Maintaining academic integrity is a fundamental value of this course. Plagiarism, in any form, is strictly prohibited and will result in serious academic consequences.

7.1 Definition of Plagiarism

Plagiarism refers to presenting someone else’s work, ideas, or materials as your own without proper acknowledgment. This includes, but is not limited to:

  • Copying code, notebooks, or visualizations from classmates or online repositories (e.g., GitHub, Kaggle) without citation
  • Using pre-made Streamlit dashboards or templates that were not developed by you
  • Copying texts, prompts, or explanations generated by AI tools (e.g., ChatGPT, Copilot) without rewriting, adapting, or citing appropriately
  • Submitting group work or collaborative outputs as an individual submission
  • Using visualizations or data analysis examples from the course materials or public tutorials without acknowledgment

⚠️ Even partial copying — such as duplicating sections of a chart, analysis logic, or prompt structure — is considered plagiarism if not properly attributed.

7.2 Guidelines for Ethical Work

To ensure fairness and originality, all students must adhere to the following principles:

  1. Create Your Own Work All dashboards, analyses, and notebooks submitted must be developed and written by you. You may refer to examples provided in class but must build your own unique implementation.

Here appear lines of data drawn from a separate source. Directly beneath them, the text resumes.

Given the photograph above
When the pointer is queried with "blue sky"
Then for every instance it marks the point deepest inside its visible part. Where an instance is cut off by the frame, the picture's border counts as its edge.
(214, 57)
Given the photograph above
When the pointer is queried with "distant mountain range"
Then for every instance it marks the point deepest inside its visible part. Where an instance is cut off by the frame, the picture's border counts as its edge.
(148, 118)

  2. Acknowledge All Sources If you use any reference material (datasets, code snippets, or ideas), always cite the source clearly in your report or notebook comments. Example:

    # Reference: Adapted from https://pandas.pydata.org/docs/getting_started/intro_tutorials/
  3. Use AI Tools Responsibly You are allowed to use AI assistants (such as ChatGPT, Copilot, or Gemini) to support your learning, but not to submit their raw output as your own. You must critically review, modify, and integrate any AI-generated content before submission.

  4. Avoid Code or Visualization Reuse from Peers Each participant’s submission must be distinct. Collaborative discussions are encouraged, but code sharing or duplication between students is not allowed.

  5. Originality in Design & Content

    • The layout, visual design, and analytical interpretation must be your own creation.
    • Pre-made visualizations shown in class or found online may not be reused unless they are significantly modified and properly cited.

7.3 Consequences of Plagiarism

Violations of academic integrity will lead to disciplinary action, including but not limited to:

  • Zero score for the assignment or project
  • Disqualification from course certification
  • Notification to academic supervisors or mentors
  • In severe cases, exclusion from future advanced modules or programs

All submissions will be subject to plagiarism and originality checks, including review of code history, notebook metadata, and dashboard inspection logs.

💡 Remember: the goal of this capstone is not to produce a “perfect” app, but to demonstrate your genuine understanding and ability to apply AI techniques in a real-world context.

7.4 Encouragement for Integrity

Academic integrity reflects professional integrity. In the financial industry, trust and transparency are vital — the same principles apply to this capstone.

Your honest effort will not only help you pass this course but also strengthen your credibility as a future AI professional.

🧭 Be original. Be ethical. Build with integrity.